Tuesday, 4 November 2014

U.K. Spy Chief Says Tech Firms in Denial About Terrorism

Photographer: Romeo Gacad/AFP/Getty Images
Robert Hannigan, director of the U.K.’s surveillance agency Government Communications Headquarters.
The director of the U.K.’s spy listening post said on his first day in office that Internet giants such as Facebook Inc. (FB) and Twitter Inc. (TWTR) are “in denial” about their role in spreading terrorism.
Robert Hannigan, head of surveillance agency GCHQ, called on U.S. technology companies to support the fight against terrorism, saying in an editoral-page article in today’s Financial Times that the largest firms have become the “command-and-control networks” of terrorists.
Hannigan’s missive is the latest warning shot from European officials concerned about the Internet’s role in luring an estimated 3,000 young Europeans to join Islamist militants in Syria and Iraq. European Union interior ministers met informally with executives from Facebook, Twitter, Google Inc. and Microsoft Corp. in Luxembourg on Oct. 8 to discuss ways to
combat Islamic State’s use of websites for glossy recruitment publications and for posting videos of executions.
“To those of us who have to tackle the depressing end of human behavior on the Internet, it can seem that some technology companies are in denial about its misuse,” Hannigan said. “GCHQ and its sister agencies, MI5 and the Secret Intelligence Service, cannot tackle these challenges at scale without greater support from the private sector, including the largest U.S. technology companies which dominate the web.”

Beheadings Filmed

Islamic State is the first terrorist group whose “members have grown up on the Internet,” Hannigan said. The group, which controls large swathes of territory in Syria and Iraq, posts videos of its leader’s sermons and the beheadings of hostages, including the killings of British and American journalists and aid workers by a man with a London accent.
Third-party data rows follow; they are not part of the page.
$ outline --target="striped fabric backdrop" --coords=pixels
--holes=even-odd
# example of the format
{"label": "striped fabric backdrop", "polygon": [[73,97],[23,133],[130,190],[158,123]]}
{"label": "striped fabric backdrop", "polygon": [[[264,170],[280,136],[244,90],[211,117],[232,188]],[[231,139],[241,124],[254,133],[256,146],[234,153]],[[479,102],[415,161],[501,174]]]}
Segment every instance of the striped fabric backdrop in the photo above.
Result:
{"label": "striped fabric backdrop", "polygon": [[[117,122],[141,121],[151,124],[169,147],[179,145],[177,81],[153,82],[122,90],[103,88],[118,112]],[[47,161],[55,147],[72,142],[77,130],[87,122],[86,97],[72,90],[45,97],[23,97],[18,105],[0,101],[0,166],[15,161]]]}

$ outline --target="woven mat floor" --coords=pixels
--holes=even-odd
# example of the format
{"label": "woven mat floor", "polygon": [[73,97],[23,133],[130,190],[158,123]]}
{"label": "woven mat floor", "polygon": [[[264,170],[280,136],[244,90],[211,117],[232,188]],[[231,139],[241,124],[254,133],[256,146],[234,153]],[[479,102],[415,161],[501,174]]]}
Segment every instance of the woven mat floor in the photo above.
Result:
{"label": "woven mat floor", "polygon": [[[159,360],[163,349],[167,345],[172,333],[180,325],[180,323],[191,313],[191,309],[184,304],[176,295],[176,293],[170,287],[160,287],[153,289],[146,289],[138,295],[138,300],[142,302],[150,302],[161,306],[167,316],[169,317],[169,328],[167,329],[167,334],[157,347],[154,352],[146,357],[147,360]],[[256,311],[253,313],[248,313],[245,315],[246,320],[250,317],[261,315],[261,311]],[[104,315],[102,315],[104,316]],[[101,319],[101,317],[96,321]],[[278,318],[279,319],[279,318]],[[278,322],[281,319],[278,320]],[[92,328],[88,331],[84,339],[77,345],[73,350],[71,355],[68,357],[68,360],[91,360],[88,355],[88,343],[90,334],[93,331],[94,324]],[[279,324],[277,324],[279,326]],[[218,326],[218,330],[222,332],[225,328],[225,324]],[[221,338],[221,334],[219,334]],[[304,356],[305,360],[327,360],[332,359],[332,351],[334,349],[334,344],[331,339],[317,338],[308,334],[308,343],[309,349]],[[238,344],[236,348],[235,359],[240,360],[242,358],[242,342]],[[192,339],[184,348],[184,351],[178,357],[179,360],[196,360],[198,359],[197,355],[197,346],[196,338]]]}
Militants have also hijacked popular Twitter hashtags such as #WorldCup to ensure a wider audience for their messages.
Hannigan said technology allows militants to encrypt messages, as techniques that “were once the preserve of the most sophisticated criminals or nation states now come as standard.” Foreign fighters have learned from Edward Snowden, the former U.S. National Security Agency contractor who leaked details about surveillance programs carried out by U.S. and U.K. intelligence agencies, he said.

‘Difficult Decisions’

GCHQ should “enter the public debate” about how data is used, Hannigan said. Still, “privacy has never been an absolute right and the debate about this should not become a reason for postponing urgent and difficult decisions,” he wrote.
Nu Wexler, a spokesman for Twitter, had no comment on the article. Jodi Seth, a spokeswoman for Facebook, didn’t immediately respond to a request for comment. Klaas Flechsig, a spokesman for Youtube owner Google in Germany, declined to comment.
Jean-Louis Bruguiere, France’s top anti-terrorist magistrate until retiring in 2007, said in a September interview that almost all militant recruitment is now done online, as opposed to in fringe mosques as it was just 10 years go. Whereas police were able to infiltrate and monitor the underground mosques, they are having a harder time keeping up with fast-paced websites, he said.
Gilles de Kerchove, the EU’s counter-terrorism co-ordinator, has said about 3,000 Europeans have joined Islamic militants in Syria.
In July, the U.K. government pushed emergency legislation through Parliament to ensure communications companies kept records of e-mails, texts and phone calls for a year to help law-enforcement agencies track and catch terrorists and other criminals.
“Unless we act now, companies will no longer retain the data about who contacted who, when and where, and we will no longer be able to use this data to keep our country safe,” Prime Minister David Cameron said then.